Amazon’s wishlist for its second headquarters in North America includes “a stable and business-friendly environment,” “locations with the potential to attract and retain strong technical talent,” “a diverse population, excellent institutions of higher education, local government structure and elected officials eager and willing to work with the company.”
As officials have been quick to point out, many cities across the U.S. fit the bill. But of all those domestic suitors, none are impervious to the unpredictable immigration agenda that the Trump administration is pursuing.
If Amazon selects a Canadian city, it can check the boxes on its list, protect its immigrant employees, and benefit from the country’s pro-immigration policies that are an explicit play to attract international tech talent.
“The HQ2 plan seems to accommodate the expanding workforce of the company, and it seems that incentives offered by the new locality will play some role,” said Lola Zakharova, a Seattle-based immigration attorney who works with corporate clients.
“Still, if the choice falls on a Canadian city, it would indicate that immigration considerations probably weighted heavily in driving that decision, and it is hardly surprising,” she added. “The tightening of immigration rules under Trump’s ‘Buy American, Hire American,’ … not only impede corporations ability to hire and retain the best talent, but also results in additional legal costs. [Wednesday’s] announcement on rescission of DACA does not help either — companies rely on their Dreamers to continue driving innovation in tech.”
Toronto is a strong candidate, known for producing top technology talent.
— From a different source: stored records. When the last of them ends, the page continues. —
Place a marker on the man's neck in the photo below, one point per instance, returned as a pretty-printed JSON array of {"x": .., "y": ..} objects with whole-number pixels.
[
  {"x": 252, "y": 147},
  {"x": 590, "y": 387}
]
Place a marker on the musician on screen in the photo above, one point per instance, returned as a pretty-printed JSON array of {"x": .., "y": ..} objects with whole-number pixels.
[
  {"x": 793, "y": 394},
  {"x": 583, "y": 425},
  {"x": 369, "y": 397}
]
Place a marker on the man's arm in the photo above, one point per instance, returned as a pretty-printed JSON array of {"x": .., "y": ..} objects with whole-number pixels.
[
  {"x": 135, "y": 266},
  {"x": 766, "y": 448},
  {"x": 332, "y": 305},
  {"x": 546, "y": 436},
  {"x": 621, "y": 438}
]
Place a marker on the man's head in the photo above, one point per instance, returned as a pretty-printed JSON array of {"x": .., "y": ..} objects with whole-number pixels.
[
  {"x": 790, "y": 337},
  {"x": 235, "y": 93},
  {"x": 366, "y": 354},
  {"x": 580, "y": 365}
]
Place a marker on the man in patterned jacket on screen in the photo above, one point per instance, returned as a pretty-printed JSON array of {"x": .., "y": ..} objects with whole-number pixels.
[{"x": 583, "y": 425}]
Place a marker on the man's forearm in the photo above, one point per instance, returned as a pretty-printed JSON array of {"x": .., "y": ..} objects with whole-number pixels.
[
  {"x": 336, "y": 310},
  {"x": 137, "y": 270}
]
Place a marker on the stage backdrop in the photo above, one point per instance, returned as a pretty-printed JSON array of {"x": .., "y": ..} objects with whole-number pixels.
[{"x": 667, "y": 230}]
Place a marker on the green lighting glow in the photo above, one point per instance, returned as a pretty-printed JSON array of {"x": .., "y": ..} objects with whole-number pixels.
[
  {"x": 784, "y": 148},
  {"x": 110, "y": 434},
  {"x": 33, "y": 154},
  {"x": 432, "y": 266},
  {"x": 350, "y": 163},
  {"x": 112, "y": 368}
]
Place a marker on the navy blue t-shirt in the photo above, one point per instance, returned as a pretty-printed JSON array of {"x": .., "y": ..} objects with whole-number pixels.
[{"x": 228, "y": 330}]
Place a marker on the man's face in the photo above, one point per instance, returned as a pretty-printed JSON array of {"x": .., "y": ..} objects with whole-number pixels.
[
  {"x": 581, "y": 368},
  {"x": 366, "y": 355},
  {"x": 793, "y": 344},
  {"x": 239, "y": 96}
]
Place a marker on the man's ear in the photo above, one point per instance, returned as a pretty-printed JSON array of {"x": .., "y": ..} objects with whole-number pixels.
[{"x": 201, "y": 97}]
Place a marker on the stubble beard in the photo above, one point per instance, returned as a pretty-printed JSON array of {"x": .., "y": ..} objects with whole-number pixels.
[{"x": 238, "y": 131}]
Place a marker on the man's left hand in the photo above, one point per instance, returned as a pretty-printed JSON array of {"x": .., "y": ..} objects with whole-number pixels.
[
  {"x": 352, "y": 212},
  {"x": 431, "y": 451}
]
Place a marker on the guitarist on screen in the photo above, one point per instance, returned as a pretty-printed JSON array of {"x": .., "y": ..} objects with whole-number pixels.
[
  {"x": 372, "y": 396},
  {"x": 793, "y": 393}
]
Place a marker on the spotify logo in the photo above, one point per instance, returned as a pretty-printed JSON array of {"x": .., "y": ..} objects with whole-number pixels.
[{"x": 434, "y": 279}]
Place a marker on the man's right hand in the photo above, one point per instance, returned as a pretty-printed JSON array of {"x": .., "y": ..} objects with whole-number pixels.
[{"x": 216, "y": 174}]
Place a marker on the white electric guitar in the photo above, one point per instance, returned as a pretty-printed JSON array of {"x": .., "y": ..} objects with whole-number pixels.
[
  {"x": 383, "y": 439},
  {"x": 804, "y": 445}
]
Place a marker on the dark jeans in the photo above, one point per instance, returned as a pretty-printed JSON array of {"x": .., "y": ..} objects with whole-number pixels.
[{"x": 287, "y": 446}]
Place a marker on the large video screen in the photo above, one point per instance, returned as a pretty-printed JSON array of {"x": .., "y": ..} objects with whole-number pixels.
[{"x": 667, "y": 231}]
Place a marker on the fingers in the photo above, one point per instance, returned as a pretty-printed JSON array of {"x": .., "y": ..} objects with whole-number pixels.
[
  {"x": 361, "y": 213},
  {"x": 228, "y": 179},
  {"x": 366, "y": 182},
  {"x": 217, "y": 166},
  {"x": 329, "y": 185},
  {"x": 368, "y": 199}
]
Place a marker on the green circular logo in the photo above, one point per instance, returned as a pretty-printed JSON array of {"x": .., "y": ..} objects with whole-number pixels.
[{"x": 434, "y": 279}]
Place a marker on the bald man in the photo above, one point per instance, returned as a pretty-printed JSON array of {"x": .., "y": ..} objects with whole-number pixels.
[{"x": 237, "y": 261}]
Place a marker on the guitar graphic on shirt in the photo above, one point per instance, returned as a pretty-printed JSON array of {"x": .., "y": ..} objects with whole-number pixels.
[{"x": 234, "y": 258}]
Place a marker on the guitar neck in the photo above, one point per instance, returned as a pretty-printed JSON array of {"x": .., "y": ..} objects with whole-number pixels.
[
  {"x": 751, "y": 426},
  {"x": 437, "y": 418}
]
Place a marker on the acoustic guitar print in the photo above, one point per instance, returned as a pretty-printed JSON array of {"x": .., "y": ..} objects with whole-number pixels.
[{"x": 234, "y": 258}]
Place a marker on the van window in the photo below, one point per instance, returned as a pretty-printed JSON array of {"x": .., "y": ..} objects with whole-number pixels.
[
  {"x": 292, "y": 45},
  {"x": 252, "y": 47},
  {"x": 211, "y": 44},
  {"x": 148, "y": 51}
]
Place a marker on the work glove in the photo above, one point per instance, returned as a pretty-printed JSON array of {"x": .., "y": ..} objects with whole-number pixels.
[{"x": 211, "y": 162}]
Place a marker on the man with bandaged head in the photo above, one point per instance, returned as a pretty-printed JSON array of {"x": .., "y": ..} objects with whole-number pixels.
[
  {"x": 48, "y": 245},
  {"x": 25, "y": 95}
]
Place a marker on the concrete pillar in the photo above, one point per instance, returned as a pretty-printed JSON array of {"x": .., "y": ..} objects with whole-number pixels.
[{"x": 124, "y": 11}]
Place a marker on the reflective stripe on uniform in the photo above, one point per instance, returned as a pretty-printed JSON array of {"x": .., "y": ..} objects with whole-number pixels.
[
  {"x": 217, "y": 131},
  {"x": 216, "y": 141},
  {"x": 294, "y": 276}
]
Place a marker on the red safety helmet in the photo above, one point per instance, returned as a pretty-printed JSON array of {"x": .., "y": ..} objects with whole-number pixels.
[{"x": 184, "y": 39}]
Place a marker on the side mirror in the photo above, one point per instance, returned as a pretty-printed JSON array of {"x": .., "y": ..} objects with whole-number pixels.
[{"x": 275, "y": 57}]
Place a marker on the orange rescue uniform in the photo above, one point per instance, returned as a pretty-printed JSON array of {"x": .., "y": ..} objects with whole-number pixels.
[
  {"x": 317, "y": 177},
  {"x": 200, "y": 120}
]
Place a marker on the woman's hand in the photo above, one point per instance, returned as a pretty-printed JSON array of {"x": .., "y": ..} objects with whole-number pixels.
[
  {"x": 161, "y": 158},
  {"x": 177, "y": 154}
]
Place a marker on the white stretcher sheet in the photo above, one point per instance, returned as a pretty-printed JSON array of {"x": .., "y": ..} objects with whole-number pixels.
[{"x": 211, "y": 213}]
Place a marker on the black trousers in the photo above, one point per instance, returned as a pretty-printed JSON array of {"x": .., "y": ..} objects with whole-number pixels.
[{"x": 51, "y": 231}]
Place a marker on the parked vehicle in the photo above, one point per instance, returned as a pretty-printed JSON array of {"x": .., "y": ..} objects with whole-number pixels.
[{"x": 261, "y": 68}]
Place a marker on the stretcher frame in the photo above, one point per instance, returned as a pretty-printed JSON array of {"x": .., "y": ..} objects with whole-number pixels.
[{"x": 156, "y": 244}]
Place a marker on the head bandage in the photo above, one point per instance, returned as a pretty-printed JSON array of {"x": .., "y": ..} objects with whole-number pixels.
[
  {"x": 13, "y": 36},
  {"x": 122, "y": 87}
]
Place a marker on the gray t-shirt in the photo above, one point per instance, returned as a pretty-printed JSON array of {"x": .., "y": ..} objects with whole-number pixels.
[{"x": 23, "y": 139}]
It was ranked as the second-best city for the quality and value of its technology workforce in a 2017 CBRE report. The lakeside city produced Kik, Wealthsimple, and it supports a vibrant startup ecosystem. Shopify is headquartered in nearby Ottawa.
Toronto Mayor John Tory is already making a play for Amazon’s HQ2. “We should be bidding for this and be very, very competitive and I’m in the midst of talking to the other governments to make sure that’s what we do,” he told Toronto publication The Star.
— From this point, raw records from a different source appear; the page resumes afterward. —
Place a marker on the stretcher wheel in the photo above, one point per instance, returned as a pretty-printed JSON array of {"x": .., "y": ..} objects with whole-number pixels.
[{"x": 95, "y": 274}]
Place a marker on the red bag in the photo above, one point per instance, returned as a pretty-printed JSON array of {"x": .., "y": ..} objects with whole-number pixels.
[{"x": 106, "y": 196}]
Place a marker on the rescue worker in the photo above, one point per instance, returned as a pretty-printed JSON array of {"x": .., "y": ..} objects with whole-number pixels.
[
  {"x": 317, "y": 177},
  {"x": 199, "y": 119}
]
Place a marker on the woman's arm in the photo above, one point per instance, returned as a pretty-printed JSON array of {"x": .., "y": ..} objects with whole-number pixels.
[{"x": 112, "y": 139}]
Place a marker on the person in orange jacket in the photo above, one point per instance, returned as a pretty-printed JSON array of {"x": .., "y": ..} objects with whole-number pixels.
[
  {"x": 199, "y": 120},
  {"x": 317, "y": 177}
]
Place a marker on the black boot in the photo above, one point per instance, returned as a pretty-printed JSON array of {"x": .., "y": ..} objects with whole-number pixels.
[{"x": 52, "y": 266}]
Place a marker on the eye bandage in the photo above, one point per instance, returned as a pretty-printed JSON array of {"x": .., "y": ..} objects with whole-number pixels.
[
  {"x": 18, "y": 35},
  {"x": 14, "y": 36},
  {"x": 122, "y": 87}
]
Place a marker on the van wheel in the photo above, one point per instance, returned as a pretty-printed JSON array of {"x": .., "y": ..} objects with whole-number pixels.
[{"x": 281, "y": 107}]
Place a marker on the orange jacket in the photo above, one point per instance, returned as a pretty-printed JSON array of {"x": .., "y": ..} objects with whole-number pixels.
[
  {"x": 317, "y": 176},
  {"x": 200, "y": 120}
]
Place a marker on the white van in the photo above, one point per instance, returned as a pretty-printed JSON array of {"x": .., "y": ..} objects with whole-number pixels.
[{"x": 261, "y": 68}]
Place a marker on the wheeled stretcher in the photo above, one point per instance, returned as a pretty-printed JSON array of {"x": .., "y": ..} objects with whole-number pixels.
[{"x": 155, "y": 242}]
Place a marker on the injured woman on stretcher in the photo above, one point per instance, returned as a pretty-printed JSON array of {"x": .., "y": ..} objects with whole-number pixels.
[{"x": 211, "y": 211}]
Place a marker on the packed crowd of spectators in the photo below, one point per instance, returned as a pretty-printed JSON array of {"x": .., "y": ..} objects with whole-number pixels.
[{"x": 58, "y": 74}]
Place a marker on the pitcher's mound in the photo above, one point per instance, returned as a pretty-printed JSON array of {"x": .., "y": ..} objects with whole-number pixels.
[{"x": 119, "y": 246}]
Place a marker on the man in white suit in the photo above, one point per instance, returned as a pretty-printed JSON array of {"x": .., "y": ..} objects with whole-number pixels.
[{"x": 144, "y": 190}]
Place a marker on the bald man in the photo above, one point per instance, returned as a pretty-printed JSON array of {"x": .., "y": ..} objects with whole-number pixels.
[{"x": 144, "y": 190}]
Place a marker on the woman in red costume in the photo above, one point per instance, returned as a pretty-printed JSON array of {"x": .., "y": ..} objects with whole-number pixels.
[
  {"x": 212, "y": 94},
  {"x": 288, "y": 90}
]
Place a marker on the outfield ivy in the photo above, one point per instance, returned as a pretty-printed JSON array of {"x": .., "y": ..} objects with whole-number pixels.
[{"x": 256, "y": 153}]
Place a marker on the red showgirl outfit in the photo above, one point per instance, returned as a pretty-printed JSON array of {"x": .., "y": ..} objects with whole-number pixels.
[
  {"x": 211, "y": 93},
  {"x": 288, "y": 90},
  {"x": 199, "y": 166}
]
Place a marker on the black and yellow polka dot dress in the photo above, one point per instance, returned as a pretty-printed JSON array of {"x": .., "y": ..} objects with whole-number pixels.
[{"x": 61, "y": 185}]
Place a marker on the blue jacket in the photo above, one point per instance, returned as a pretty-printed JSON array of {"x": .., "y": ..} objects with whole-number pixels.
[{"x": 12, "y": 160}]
“Bezos’ and Amazon’s world view on immigration and globalism fit well with Canada — which has recently negotiated important free trade deals with Europe and Asia,” said John Boyd, a consultant specializing in corporate relocation and site selection. “This contrasts with the current ‘America First’ policy under the Trump administration. Canadian Prime Minister Trudeau has emerged as the leading standard bearer for globalism among leading Western nations. Toronto’s Pearson International Airport is world-class and easily links the city with major U.S. and overseas business centers. Toronto’s proximity to New York City and New England would also provide a new center of gravity for the company to recruit talent and innovators that do not wish to live/work in Seattle.”
Amazon already has a Toronto outpost with a staff of 600 and is looking to add an additional 200 employees to the office, according to The Star. But despite those compelling factors, Boyd doesn’t think Toronto will be the ultimate choice. Still, even discussing Canada as an option could advance Amazon’s political agenda.
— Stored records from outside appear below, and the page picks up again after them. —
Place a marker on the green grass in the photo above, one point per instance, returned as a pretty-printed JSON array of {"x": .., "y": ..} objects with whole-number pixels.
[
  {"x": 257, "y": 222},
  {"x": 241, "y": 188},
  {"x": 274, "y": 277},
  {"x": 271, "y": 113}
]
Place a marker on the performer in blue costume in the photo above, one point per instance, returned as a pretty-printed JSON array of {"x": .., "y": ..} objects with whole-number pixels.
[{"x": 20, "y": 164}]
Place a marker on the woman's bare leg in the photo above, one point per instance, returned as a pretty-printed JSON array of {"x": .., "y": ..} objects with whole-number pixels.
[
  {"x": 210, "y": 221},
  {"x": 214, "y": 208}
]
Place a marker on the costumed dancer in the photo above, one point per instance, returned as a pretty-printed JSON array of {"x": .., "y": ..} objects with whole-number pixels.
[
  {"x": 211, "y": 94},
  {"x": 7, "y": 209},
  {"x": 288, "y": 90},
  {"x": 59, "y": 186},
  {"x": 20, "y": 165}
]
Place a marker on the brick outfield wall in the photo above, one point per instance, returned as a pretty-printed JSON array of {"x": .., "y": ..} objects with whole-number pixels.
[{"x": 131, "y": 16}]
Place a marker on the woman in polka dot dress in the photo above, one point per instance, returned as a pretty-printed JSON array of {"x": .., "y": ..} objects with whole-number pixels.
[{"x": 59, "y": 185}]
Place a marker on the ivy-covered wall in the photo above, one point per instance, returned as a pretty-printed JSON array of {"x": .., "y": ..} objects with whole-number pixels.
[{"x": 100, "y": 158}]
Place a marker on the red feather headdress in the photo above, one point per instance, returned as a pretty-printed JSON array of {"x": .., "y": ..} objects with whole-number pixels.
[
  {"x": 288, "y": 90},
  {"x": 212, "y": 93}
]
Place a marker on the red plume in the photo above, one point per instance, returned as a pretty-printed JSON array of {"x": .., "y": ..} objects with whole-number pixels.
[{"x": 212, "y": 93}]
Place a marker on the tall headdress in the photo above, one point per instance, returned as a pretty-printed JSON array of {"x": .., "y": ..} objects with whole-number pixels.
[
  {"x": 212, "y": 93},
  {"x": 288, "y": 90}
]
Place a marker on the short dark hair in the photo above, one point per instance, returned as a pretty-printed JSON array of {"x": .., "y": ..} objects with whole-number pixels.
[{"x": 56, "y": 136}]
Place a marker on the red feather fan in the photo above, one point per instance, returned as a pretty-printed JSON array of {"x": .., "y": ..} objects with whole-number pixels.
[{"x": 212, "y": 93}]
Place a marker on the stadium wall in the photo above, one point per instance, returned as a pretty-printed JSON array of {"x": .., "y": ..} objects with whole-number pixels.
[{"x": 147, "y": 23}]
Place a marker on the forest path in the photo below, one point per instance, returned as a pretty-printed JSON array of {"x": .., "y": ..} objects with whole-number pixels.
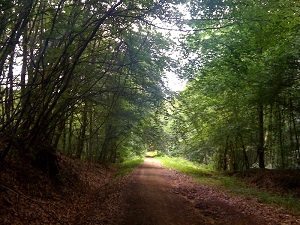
[{"x": 161, "y": 196}]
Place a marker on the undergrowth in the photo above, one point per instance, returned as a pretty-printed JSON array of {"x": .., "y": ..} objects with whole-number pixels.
[
  {"x": 206, "y": 175},
  {"x": 128, "y": 166}
]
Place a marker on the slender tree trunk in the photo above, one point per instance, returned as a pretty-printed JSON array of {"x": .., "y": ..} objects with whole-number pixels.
[
  {"x": 261, "y": 138},
  {"x": 82, "y": 136}
]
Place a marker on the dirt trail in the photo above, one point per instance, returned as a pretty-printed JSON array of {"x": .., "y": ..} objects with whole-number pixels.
[{"x": 161, "y": 196}]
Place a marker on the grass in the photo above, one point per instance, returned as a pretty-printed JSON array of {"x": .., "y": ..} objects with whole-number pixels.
[
  {"x": 206, "y": 175},
  {"x": 128, "y": 166}
]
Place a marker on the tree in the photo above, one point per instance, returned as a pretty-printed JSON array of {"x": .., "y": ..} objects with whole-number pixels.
[{"x": 235, "y": 79}]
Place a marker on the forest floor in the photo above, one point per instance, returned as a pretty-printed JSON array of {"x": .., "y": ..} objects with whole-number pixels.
[{"x": 88, "y": 193}]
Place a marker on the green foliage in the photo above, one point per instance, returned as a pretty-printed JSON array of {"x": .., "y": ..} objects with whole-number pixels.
[
  {"x": 206, "y": 175},
  {"x": 128, "y": 166},
  {"x": 242, "y": 66}
]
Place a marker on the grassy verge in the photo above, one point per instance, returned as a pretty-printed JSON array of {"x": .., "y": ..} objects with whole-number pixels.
[
  {"x": 205, "y": 174},
  {"x": 128, "y": 166}
]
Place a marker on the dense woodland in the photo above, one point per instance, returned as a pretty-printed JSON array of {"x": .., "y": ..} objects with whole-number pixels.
[{"x": 86, "y": 78}]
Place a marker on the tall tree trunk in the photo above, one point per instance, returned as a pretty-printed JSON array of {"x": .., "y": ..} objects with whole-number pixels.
[
  {"x": 82, "y": 136},
  {"x": 261, "y": 138}
]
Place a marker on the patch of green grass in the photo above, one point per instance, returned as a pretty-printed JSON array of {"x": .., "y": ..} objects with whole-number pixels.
[
  {"x": 128, "y": 166},
  {"x": 206, "y": 175}
]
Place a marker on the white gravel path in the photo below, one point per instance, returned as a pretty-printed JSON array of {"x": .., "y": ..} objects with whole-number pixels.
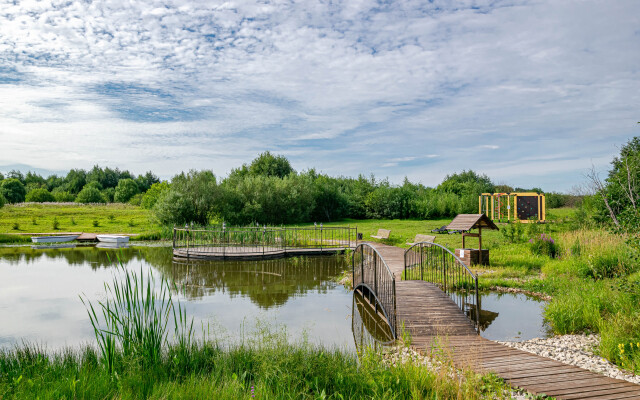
[{"x": 575, "y": 350}]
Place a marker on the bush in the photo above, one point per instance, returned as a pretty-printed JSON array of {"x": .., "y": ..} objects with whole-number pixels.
[
  {"x": 194, "y": 196},
  {"x": 126, "y": 189},
  {"x": 543, "y": 245},
  {"x": 150, "y": 198},
  {"x": 13, "y": 190},
  {"x": 40, "y": 196},
  {"x": 136, "y": 200},
  {"x": 90, "y": 195}
]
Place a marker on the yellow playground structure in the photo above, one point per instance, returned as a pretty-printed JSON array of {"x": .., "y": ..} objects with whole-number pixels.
[{"x": 524, "y": 207}]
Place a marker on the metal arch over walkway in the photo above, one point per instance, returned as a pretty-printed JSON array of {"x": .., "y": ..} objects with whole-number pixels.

“Even if Toronto is not selected as the new HQ, (and I don’t believe Toronto will ultimately will be chosen), just by virtue of it being on the short list provides Bezos a platform to talk about immigration reform, an issue near and dear to his heart,” Boyd said.
Vancouver, B.C. is also a viable candidate, a mere three-hour-drive from Amazon’s original Seattle headquarters. Amazon already has a satellite office there, as do Microsoft, Facebook, and Twitter; and Vancouver is the birthplace of billion-dollar companies like HootSuite and Slack — the latter moved its HQ to San Francisco but still has a big presence in B.C. It also offers many of the West Coast lifestyle benefits that attract members of the tech world.
Amazon has been actively engaged in legal challenges to the Trump administration’s immigration policies, filing briefs in lawsuits over the president’s controversial travel ban and more recent DACA repeal. The company says it has employees that were impacted by both actions and that a hostile climate to immigrants hurts its recruiting efforts and business operations.
Canada, on the other hand, has a number of policies that encourage skilled international talent to immigrate to the country. The government offers tax incentives to encourage research and development, provides funding and support for technological development, and has a specific immigration avenue for international investors. Canada also recently launched a Global Skills Strategy visa program to make it easier for companies to bring in skilled talent from other countries, according to Axios.
Canadian Prime Minister Trudeau was already extolling the benefits of tech investment in Canada at a Microsoft Summit in Seattle earlier this year. As Amazon looks for a new city to plant its flag and hire 50,000 workers, the stars may be aligning for Canada — and it could lead to an entire country vying for HQ2.
This story was updated to clarify Shopify’s headquarters is in Ottawa, not Toronto.